Almost 20 Ohio craft taps offer hoppy distraction in a loud and rowdy room flaunting that trendy rustic-chic look. Cool instrumental mood music bounces insignificantly in the background. From a little chef-driven menu, bold-but-controlled and salt-envelope-pushing flavors burst out of creative-but-accessible dishes. No, this isn’t a hip restaurant in the Short North — all the kiddies here would’ve been a tip-off — it’s terrific new Kraft House 5 in Downtown Powell.
The chef driving Kraft House 5 is Marcus Meacham, former top toque at Bodega. Hired by owners Louie and Michael Pappas (of Milo’s and Tommy’s Diner fame), Meacham knows a thing or 200 about contemporary style — which KH5 is awash in.

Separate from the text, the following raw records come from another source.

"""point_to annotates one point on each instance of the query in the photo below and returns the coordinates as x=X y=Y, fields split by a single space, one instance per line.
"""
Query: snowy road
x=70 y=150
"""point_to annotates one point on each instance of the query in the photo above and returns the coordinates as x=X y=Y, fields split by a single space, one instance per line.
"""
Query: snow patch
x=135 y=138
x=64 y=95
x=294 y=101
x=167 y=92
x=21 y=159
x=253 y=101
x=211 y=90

Breaking up KH5’s predominantly slate gray, handsome and open space are gastropub-mandatory metal and reclaimed wooden accents (the host stand is a halved beer barrel).There are also butchering diagrams of a pig and cow. After eating, those sketches seem gratuitous, because clearly Meacham already knew his way around bovines and hogs.
In addition to highlighting local brews, KH5 offers a few smartly chosen wines, some innovatively available on tap ($8/glass). Among its impressive “House Original” cocktails ($10), the intensely refreshing Ginger 101 (Hendrick’s gin, Domaine de Canton, Green Flash’s West Coast IPA) is like a cannily reimagined Tom Collins. That bittersweet adult lemonade also bore smoky notes from a torched lemon garnish.
Smoke, a culinary-world “hot ingredient,” is popular here. While it dominated an intriguing and deeply savory tomato soup ($6), it lent a more subtle puff of magic to my Mini Smoked Lobster Roll ($13). Sold as an appetizer, this wonderfully buttery and toasted duo of miniature New England-style top-loading buns held smatterings of sweet lobster meat flattered by a crunchy, mayo-free celery-and-onion salad plus a whiff of vanilla.
Comfort comes hot and heavy — and in a cute little skillet — with the killer Mac and Cheese ($6). Supplying counterpoints to its five-cheese creaminess are toasted bread crumbs, chili flakes and summery herbs.
Silliness comes in lurid red — and in sweet-and-sour spears — with the cherry-Kool-Aid-dunked Delta Pickles ($1). Reinforcing KH5’s Southern-foods affinity, these whimsical jaw-poppers are a fun if acquired taste first favored in places like Mississippi.
More serious fare arrives with the superior Crispy Kale Salad ($8). Unlike chewy, bitter and funky kale salads, this graceful take tossed both crinkly oven-baked and tender baby leaves with spring greens, bourbon-marinated dried cherries plus pistachios in a refreshing “pickled spring onion vinaigrette.”
Equally interesting if less successful was the entree-sized Chop House Salad ($13), a sorta chef salad made by an actual chef. Still, its ingredients of lettuces, gargantuan croutons, smoky bacon lardons, plentiful real turkey chunks, cucumber puree and an almost mustardy peach vinegar dressing read a little better than they ate.
Conversely, the knockout Double Chop’s ($20) menu description didn’t do that huge, thick and succulent piece of beautiful pork justice. Contributing crispness and intermittent sweetness were a maple glazing and “almond-walnut brittle” crust. Balancing these major chord-type flavors was a hashy chorus of scorched Brussels sprouts, bacon and spuds plus a ring of toasted garlic oil.
The umami-bomb Hanger Steak ($22) was another homerun. Resembling an open-faced sandwich, tender and juicy edge-seared beef crowned with onion straws was fanned-out atop an ingenious and prettily browned potato-and-truffle cake. A lusty, shiitake mushroom and roasted serrano pepper compound butter made it even more memorable.
And don’t forget dessert. “24 Karrot Gold” is a three-fer, and a witty essay on carrot-sweetening. A wiggly slab of bruleed carrot marshmallow “frosting” tops minced-carrot-threaded tangy cheesecake yielding to a super-moist and nutty carrot cake. As advertised, it’s good as gold.